Over the following months, I’ll be filling in the bulleted items below in an order that makes sense to me. If you would like to see me prioritize a post, or would like to see me address a different item not listed, please tweet #ServiceFabricToDo to @AntiArchitect.
As Far as the Microsoft Documents Take It
After a detailed reading of Microsoft's documentation site for Service Fabric, you will have a surface-level familiarity with all of the reasons to use Service Fabric listed below:
Health reporting and monitoring enables failover, recovery, and better deployment
Service-to-service communication using Remoting
Partitioning of data across nodes, and partition discovery using a key
Storage and retrieval of one or more records in an ATOMic transaction
Backup and restore of state from the local file system
Transactional and concurrency guarantees
Replication of data and (nearly) transparent failover
Orchestration of service-to-service dependencies
An event model for notifications of Actor events to other services
A single-threaded programming model that removes the need to program for concurrency
Advanced Documentation for Real-World Application of Concepts
The above is clearly the “happy path” for implementation, however. These non-happy-path scenarios should be accounted for in any enterprise implementation, and will often have far-reaching consequences if implemented incorrectly or not at all.

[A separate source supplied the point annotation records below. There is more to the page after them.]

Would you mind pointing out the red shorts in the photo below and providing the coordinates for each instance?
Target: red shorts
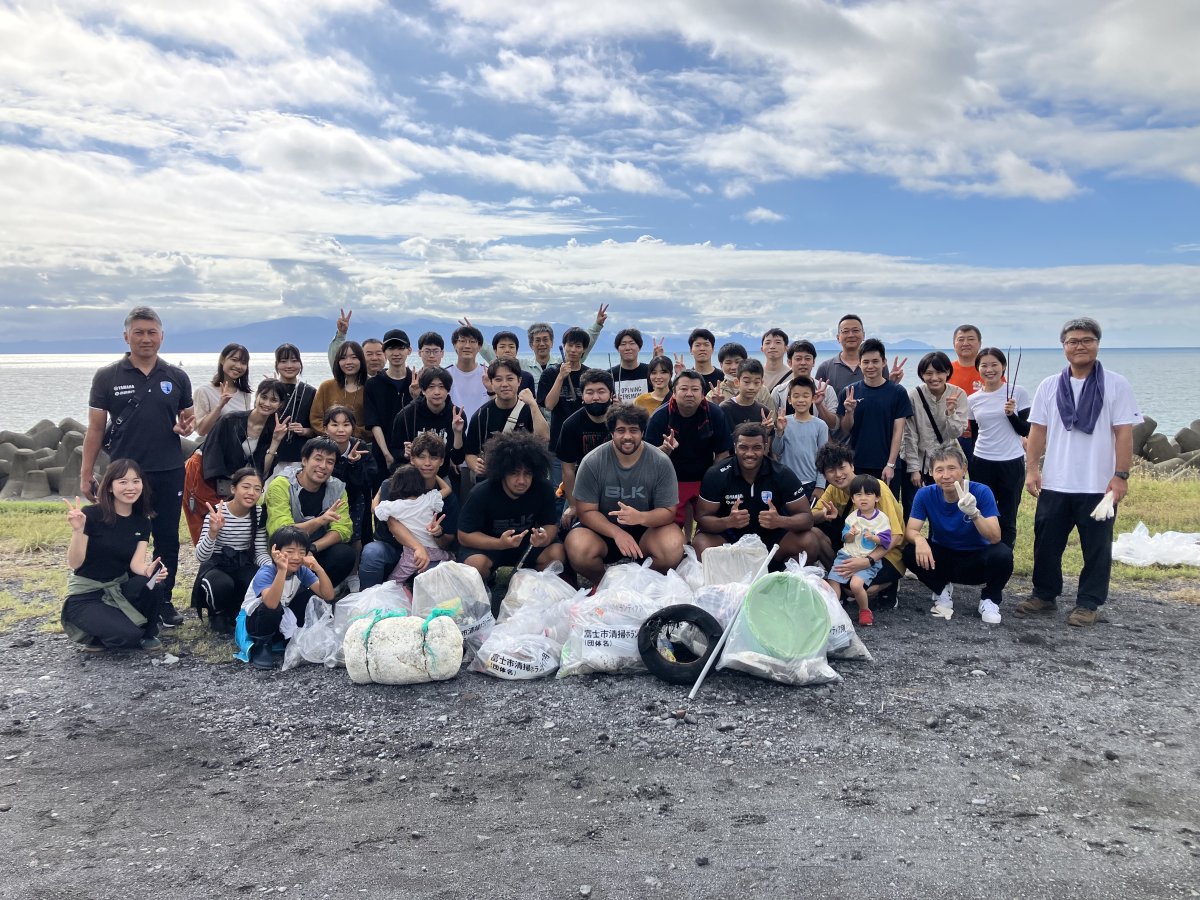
(689, 492)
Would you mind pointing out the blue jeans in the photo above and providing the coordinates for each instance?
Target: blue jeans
(378, 559)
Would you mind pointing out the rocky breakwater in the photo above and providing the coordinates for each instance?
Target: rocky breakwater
(1164, 455)
(45, 461)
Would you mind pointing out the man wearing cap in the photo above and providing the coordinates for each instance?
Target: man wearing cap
(385, 395)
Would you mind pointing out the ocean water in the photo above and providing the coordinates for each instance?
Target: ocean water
(40, 387)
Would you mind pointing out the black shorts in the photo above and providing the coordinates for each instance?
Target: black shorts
(502, 558)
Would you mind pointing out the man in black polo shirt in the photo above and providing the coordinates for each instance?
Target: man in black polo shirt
(385, 395)
(751, 493)
(150, 406)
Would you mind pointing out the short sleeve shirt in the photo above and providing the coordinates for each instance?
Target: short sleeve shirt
(148, 407)
(947, 523)
(490, 510)
(648, 484)
(111, 547)
(874, 419)
(725, 485)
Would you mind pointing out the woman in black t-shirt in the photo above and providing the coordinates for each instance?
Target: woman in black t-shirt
(113, 591)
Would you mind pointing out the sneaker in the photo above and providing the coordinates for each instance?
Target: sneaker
(1083, 617)
(169, 617)
(261, 655)
(1033, 607)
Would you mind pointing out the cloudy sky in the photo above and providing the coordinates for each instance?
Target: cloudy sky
(687, 161)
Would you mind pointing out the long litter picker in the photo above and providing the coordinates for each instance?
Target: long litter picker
(727, 631)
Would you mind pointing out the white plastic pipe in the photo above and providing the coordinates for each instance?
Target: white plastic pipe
(725, 634)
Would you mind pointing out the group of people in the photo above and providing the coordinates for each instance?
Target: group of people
(498, 461)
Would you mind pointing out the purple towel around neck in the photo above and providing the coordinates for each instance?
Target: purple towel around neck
(1084, 414)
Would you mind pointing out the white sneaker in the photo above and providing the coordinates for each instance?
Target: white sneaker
(989, 612)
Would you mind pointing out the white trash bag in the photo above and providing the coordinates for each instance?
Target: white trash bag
(457, 588)
(733, 562)
(690, 569)
(723, 601)
(534, 588)
(321, 637)
(781, 633)
(603, 634)
(844, 640)
(391, 647)
(1140, 547)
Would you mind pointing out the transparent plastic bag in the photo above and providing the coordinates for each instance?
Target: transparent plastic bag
(735, 562)
(603, 633)
(690, 569)
(316, 641)
(528, 587)
(781, 633)
(669, 588)
(459, 588)
(1140, 547)
(844, 640)
(391, 647)
(723, 601)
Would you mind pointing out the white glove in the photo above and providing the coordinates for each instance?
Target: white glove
(1104, 509)
(967, 503)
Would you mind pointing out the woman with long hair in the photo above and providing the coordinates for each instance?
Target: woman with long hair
(345, 389)
(295, 396)
(228, 391)
(232, 550)
(114, 589)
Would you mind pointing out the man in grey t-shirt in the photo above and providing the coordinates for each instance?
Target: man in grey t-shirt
(625, 497)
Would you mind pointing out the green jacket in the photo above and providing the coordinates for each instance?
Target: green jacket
(283, 505)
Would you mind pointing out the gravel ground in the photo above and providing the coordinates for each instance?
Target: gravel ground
(1023, 760)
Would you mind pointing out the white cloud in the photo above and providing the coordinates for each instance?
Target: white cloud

Planning data for partitions (designing data to be evenly distributed across a range while also being predictably locatable)
Planning partitions for compliance when developing multi-tenant SaaS
Making records in a Stateful Service locatable (indexed, and searchable).
Managing backups using cloud storage
Designing the application for external consumption of data
Designing for robust concurrency, consistency, and transaction integrity for business transactions that span services
Deployment and Versioning
Managing multiple versions of a deployed service
Designing a service to accept configuration changes without restarting
Planning for communication using service remoting, asynchronous offloading, and actor events
Securing Service Fabric Remoting
Some Things Documentation Can't Fix
In my opinion, Service Fabric Reliable Services fall completely short of its goals in the following areas. It looks like Microsoft is making some movement toward addressing many of these, but in the absence of a finished (generally available) solution, I will maintain these items. As I document these, my goal is to propose a solution both in terms of a short-term fix as well as long-term design.
Replicating data between regions
Scaling out or rebalancing partitions (changing partition count)
API design that focuses on composition rather than inheritance and convention
All of the places you have to manage configuration (hint, too many)
White Papers on "Doing it Wrong"
Below are a list of things that developers new to Service Fabric Reliable Services often get wrong (the documentation provides little guidance on patterns).
A map of your service-to-service communications should look not like a plate of Spaghetti; it should look like spears of asparagus.
Properly implementing CancellationToken in services is not only important, it's actually easier than you think.
As wrong as you may feel the API designers got it, don't deviate from the path, and whatever you do, don't build framework over the Service Fabric API!